In case you missed it, [livejournal.com profile] opheliasclone called me on the last Katrina-related gobbledygook to appear here, and you know, rightly so. My own personal fact-checking habits are approximately nil now. It's a mixture of a lot of things, from my own pessimism and despair and utter inability to be surprised by aspects of an Orwellian future gradually being embraced by the present to the fact that I think I have the cognitive skills of a turnip quiche (ask [livejournal.com profile] motteditor about my fantasy football draft skills and why we're going into Week 1 using a little-known "all-prevent" "linemen? we don't need no stinkin' linemen!" defense). I just don't think I can be surprised anymore.

That said, there's been a lot of content on Boing Boing I've propagated here, mainly because I thought it was worth reading -- [livejournal.com profile] opheliasclone sniffed out one that seems quite likely to have at least been significantly affected and altered by the tinfoil-hat perspective. And my bad for the lack of scrutiny. I'll try to be a little more perceptive and rational.

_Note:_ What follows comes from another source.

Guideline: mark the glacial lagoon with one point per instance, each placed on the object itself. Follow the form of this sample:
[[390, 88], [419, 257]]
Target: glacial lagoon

And with that said, straight on to yet another story to make your mind boggle.

If I didn't know better, I'd have thought I was peering through the fence at a concentration camp.

The signs on the buildings say "Community College of Aurora," though for now they're serving as an impromptu Camp Katrina. About 160 hurricane survivors are being housed in the dorms, surrounded by fences, roadblocks, security guards and enough armed police officers to invade Grenada.

There's a credentials unit to process every visitor, an intake unit to provide identification tags and a bag of clothes to every evacuee, several Salvation Army food stations, portable toilets, shuttle buses, a green army-tent chapel with church services three times a day and a communications team to keep reporters as far away from actual news as possible.

It probably was easier for a reporter to get inside Gitmo on Tuesday than to penetrate the force field around Lowry.

But survivors occasionally breached the lockdown and came to the fence to tell their stories, each one astonishing....

From: [identity profile] sigma7.livejournal.com


Hey, now. I meant to pass along a little discernment privately. I didn't expect you to eat public crow over it. I'm in the same boat as you, really. If your cognition was temporarily impaired by all this, so has my emotionality been.

Well, you caught me with my brain set to "stun" -- no stress. I needed to up my game and sharpen my senses.

I want to be optimistic, but I see a lot of the same old things happening that've been emblematic of the worst things of the bad days -- outright disinformation, Pollyanna politicking, the press losing its teeth, no pictures of the (flag-draped) dead kplzthx, the attempt to demonize the very act of civilized dissent.... And they'll keep doing it as long as they can get away with it.